Il 15 ottobre i movimenti torneranno in piazza per la
giornata di mobilitazione europea promossa dagli indignados spagnoli. Cosa si
può fare in Italia perché il patrimonio del referendum non vada disperso?
Non sarà facile, ma credo che dobbiamo rimontare la china
impegnandoci tutti a riprendere un contatto con la gente. Il che vuol dire
moltiplicare nei territori iniziative di discussione, di dibattito, di protesta.

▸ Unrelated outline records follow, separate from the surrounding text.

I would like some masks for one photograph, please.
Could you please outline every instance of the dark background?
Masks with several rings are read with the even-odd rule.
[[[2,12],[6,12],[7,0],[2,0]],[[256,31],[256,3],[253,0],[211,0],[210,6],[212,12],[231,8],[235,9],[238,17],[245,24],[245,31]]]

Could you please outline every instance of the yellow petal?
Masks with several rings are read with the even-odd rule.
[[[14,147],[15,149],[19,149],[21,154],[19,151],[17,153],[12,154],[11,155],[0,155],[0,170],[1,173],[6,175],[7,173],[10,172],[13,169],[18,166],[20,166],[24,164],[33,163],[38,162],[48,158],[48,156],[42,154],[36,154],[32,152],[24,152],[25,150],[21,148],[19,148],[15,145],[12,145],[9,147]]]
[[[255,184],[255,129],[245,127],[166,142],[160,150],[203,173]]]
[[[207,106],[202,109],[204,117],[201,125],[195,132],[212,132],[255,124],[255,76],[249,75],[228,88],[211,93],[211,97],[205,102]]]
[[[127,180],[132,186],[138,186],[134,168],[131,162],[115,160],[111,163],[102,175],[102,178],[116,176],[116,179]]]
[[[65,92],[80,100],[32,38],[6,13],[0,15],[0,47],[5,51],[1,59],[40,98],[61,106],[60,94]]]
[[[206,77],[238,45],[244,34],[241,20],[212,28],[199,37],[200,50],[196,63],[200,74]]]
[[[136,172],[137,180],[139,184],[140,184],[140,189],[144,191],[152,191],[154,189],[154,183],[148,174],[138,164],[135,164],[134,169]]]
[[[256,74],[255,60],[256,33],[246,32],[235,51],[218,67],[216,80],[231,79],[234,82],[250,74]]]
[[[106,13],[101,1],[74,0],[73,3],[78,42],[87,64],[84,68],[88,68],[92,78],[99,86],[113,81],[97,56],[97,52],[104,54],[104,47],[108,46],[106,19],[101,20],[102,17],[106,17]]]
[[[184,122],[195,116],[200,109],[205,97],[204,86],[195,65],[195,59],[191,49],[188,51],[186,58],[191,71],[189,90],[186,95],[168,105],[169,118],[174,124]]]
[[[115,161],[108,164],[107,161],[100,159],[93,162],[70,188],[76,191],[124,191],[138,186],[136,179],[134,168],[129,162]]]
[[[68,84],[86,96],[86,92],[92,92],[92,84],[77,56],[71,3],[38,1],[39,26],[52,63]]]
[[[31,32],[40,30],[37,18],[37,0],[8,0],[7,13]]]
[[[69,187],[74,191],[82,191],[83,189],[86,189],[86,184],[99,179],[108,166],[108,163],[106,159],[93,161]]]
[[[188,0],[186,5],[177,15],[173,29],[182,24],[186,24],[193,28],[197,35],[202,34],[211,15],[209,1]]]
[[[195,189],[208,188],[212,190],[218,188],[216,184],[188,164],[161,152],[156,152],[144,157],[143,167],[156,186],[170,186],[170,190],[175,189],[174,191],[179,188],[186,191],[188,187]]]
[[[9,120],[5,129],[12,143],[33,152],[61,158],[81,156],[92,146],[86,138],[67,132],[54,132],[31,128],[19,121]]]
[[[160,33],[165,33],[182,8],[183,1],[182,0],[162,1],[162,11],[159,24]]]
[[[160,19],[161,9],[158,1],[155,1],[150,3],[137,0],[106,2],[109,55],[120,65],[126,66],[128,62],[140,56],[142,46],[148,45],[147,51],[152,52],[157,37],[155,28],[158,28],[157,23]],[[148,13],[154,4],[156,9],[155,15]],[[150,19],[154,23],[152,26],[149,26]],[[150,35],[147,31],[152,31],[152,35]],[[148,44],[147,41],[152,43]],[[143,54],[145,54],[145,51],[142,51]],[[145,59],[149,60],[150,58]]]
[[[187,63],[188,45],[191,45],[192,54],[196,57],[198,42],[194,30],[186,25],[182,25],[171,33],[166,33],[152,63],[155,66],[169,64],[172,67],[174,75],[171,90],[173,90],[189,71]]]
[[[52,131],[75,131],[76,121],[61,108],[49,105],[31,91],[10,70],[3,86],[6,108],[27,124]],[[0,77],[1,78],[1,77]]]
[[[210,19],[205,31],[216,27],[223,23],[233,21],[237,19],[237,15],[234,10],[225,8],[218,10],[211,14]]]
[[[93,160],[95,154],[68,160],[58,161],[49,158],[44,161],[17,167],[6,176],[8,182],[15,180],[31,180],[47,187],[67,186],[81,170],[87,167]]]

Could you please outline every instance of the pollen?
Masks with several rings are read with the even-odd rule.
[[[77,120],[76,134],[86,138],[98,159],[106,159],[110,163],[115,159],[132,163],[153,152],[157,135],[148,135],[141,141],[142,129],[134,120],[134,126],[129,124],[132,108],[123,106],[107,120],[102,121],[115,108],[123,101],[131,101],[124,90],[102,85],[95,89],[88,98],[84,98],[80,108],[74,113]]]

Dobbiamo ripartire dall'annullamento del referendum e dall'incostituzionalità
di questa azione per affrontare il tema della crisi e dare di nuovo speranza ai
cittadini. Vanno bene gli indignados, vanno bene anche questi appuntamenti, ma
se c'è una cosa che insegna il movimento per l'acqua è che non è stato un
movimento di scesa in piazza e basta. Il risultato referendario è il frutto di
dieci anni di costante rapporto con la gente, di lavoro paziente parlando a
tutti: dall'estrema sinistra alla Lega. Parteciperemo a tutte le iniziative di
lotta, parleremo con il sindacato, proveremo a rimettere in piedi tutte le
associazioni che hanno aderito. Con due obiettivi: far rispettare il referendum
e trovare una proposta unificante - la patrimoniale piuttosto che la Tobin Tax
- per recuperare le risorse che ci servono per rimettere a posto il paese,
facendo pagare chi ha prodotto la crisi. E non le vittime.